Add details about pretrained pipeline design

2025-11-22 02:36:03 +03:00 · 2021-03-17 11:29:57 +01:00 · 2021-03-17 11:29:57 +01:00 · a5ffe8dfed
commit a5ffe8dfed
parent 61472e7cb3
1 changed files with 144 additions and 0 deletions
--- a/website/docs/models/index.md
+++ b/website/docs/models/index.md
@ -4,6 +4,7 @@ teaser: Downloadable trained pipelines and weights for spaCy
 menu:
  - ['Quickstart', 'quickstart']
  - ['Conventions', 'conventions']
+  - ['Pipeline Design', 'design']
 ---

 <!-- TODO: include interactive demo -->
@ -53,3 +54,146 @@ For a detailed compatibility overview, see the
 [`compatibility.json`](https://github.com/explosion/spacy-models/tree/master/compatibility.json).
 This is also the source of spaCy's internal compatibility check, performed when
 you run the [`download`](/api/cli#download) command.
+
+## Pretrained pipeline design {#design}
+
+The spaCy v3 pretrained pipelines are designed to be efficient and configurable.
+For example, multiple components can share a common "token-to-vector" model and
+it's easy to swap out or disable the lemmatizer. The pipelines are designed to
+be efficient in terms of speed and size and work well when the pipeline is run
+in full.
+
+When modifying a pretrained v3 pipeline, it's important to understand how the
+components **depend on** each other. Unlike spaCy v2, where the `tagger`,
+`parser` and `ner` components were all independent, some v3 components depend on
+earlier components in the pipeline.
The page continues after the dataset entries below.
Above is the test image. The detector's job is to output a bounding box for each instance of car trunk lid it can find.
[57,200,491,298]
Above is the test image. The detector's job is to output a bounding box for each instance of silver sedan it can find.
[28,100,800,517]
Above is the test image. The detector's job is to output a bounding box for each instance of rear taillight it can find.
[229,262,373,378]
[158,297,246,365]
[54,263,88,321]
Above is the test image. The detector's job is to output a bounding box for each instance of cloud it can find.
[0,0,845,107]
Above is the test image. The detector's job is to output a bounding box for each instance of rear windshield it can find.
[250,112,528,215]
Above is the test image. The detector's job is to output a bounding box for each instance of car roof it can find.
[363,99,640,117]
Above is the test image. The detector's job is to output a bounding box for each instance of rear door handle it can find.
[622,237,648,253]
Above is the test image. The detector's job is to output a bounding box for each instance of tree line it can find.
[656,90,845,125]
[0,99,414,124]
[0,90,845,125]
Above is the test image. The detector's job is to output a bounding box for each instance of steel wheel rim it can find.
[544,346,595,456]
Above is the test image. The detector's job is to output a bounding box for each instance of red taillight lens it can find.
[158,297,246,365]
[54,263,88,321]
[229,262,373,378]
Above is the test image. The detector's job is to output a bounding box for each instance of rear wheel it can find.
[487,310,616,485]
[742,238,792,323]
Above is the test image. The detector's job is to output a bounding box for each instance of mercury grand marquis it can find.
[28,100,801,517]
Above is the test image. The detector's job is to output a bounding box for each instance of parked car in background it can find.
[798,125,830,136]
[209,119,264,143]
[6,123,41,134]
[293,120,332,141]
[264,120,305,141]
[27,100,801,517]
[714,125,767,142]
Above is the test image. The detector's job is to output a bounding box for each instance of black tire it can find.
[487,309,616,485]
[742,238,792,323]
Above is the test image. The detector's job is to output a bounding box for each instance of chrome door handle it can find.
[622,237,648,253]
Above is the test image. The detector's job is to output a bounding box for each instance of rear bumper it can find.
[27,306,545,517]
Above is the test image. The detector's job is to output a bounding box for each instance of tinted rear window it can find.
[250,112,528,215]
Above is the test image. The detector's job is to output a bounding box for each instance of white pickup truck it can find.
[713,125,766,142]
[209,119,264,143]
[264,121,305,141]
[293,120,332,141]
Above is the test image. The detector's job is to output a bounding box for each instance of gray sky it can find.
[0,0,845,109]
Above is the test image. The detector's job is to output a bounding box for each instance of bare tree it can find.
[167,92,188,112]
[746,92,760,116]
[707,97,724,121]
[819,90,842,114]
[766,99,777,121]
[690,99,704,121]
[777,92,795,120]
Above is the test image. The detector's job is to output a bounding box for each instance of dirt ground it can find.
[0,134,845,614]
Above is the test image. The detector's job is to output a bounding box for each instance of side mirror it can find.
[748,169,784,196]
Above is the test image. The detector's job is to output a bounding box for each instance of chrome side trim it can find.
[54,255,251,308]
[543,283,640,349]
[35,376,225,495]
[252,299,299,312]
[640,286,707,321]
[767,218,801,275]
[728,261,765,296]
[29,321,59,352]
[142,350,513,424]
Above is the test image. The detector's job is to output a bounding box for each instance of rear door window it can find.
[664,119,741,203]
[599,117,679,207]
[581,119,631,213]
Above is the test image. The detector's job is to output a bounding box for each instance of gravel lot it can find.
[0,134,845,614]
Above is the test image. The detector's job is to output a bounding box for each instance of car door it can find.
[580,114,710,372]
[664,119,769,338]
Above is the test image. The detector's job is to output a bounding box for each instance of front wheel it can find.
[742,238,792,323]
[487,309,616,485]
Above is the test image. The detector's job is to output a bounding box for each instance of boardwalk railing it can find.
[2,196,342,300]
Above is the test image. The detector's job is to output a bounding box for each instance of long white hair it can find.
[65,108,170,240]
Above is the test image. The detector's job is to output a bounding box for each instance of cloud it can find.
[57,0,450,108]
As a result, disabling or reordering
+components can affect the annotation quality or lead to warnings and errors.
+
+Main changes from spaCy v2 models:
+
+- The [`Tok2Vec`](/api/tok2vec) component may be a separate, shared component. A
+  component like a tagger or parser can
+  [listen](/api/architectures#Tok2VecListener) to an earlier `tok2vec` or
+  `transformer` rather than having its own separate tok2vec layer.
+- Rule-based exceptions move from individual components to the
+  `attribute_ruler`. Lemma and POS exceptions move from the tokenizer exceptions
+  to the attribute ruler and the tag map and morph rules move from the tagger to
+  the attribute ruler.
+- The lemmatizer tables and processing move from the vocab and tagger to a
+  separate `lemmatizer` component.
+
+### CNN/CPU pipeline design
+
+In the `sm`/`md`/`lg` models:
+
+- The `tagger`, `morphologizer` and `parser` components listen to the `tok2vec`
+  component.
+- The `attribute_ruler` maps `token.tag` to `token.pos` if there is no
+  `morphologizer`. The `attribute_ruler` additionally makes sure whitespace is
+  tagged consistently and copies `token.pos` to `token.tag` if there is no
+  tagger. For English, the attribute ruler can improve its mapping from
+  `token.tag` to `token.pos` if dependency parses from a `parser` are present,
+  but the parser is not required.
+- The rule-based `lemmatizer` (Dutch, English, French, Greek, Macedonian,
+  Norwegian and Spanish) requires `token.pos` annotation from either
+  `tagger`+`attribute_ruler` or `morphologizer`.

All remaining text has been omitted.